Dans la nuit du 17 au 18 juin, plusieurs villages de la région de Diffa, au Niger, ont été attaqués par des éléments de Boko Haram.
© AFP PHOTO / ISSOUF SANOGO

Quinze combattants de Boko Haram ont été tués au cours d' « opérations terrestres et aériennes » de l'armée nigérienne contre des positions du groupe armé nigérian. C’est ce qu’a annoncé le ministère de la Défense, le mercredi 24 juin. Des opérations qui font suite à une attaque meurtrière de la secte islamiste dans la région de Diffa, il y a une semaine. Depuis, sur les lieux de l’attaque, l’insécurité alimentaire est la norme.

A la suite d'une attaque de militants armés nigérians dans la nuit du 17 au 18 juin, qui a fait 38 morts dans la région de Diffa au Niger, des villages entiers ont été brûlés et saccagés. C'est le cas de Lamana, Boulamari et Ougoumaou. Des milliers de personnes victimes de cette attaque se retrouvent déplacées égarées, en insécurité alimentaire et nutritionnelle grave.

« Les gens sont en état de choc. [Certains] ont tout perdu », confirme Benoit Thiry, directeur pays du Pam-Niger.

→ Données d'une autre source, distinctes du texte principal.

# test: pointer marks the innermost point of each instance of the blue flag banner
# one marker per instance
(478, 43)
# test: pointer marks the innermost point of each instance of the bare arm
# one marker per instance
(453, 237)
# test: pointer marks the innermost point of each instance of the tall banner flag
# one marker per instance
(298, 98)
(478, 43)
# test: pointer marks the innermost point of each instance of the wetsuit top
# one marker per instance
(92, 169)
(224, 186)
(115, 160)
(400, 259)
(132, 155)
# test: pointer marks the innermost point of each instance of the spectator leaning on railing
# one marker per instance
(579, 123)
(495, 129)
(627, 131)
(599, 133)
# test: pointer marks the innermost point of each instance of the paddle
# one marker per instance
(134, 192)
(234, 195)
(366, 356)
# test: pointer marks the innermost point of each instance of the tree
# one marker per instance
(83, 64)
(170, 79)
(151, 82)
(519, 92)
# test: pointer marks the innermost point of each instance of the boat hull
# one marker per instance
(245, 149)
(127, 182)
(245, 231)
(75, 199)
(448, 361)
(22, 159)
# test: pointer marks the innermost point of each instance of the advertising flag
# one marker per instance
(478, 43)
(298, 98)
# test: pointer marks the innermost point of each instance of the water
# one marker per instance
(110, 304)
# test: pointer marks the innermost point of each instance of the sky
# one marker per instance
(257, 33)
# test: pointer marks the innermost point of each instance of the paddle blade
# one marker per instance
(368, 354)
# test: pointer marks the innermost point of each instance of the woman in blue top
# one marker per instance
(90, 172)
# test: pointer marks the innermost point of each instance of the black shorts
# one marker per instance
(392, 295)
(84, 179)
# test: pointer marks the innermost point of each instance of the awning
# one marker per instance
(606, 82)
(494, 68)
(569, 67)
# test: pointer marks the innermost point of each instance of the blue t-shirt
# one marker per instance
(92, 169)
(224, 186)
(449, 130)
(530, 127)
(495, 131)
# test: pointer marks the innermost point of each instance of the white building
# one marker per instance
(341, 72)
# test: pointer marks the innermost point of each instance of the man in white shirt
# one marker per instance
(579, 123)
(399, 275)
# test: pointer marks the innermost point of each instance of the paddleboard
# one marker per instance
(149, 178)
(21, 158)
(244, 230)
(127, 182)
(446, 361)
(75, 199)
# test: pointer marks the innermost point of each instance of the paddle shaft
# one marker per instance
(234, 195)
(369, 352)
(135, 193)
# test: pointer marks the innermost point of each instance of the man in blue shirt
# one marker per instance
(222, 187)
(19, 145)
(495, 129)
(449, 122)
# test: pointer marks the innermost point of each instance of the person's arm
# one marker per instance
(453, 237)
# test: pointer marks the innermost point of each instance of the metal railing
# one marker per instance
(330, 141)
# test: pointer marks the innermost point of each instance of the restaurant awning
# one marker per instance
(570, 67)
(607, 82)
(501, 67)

Le Programme alimentaire mondial (PAM) est donc venu apporter une assistance alimentaire d'urgence aux populations victimes de cette violence armée en appui aux efforts du gouvernement du Niger.

« Nous avons réagi et nous venons d’envoyer des vivres pour un mois pour à peu près 5 000 personnes qui ont été affectées dans ces trois villages, le temps qu’on puisse voir ce qui se passe exactement, voir s’il y a vraiment besoin d’une aide alimentaire de manière plus soutenue, poursuit Benoit Thiry. On assiste à peu près 130 000 personnes à Diffa pendant la période de soudure, suite aux différents évènements. »

En manque d'argent

L’organisme fournit ainsi des paniers de vivres, de céréales, de légumineuses, d’huile, des compléments alimentaires pour tous les enfants en-dessous de cinq ans, pour les femmes enceintes et allaitantes, mais aussi des farines nutritives complémentaires en plus de la ration.

« Pour Diffa, spécifiquement, d’ici la fin de l’année, le PAM doit encore trouver à peu près 13,5 millions de dollars pour pouvoir continuer à assister les populations vulnérables », prévient néanmoins le responsable local.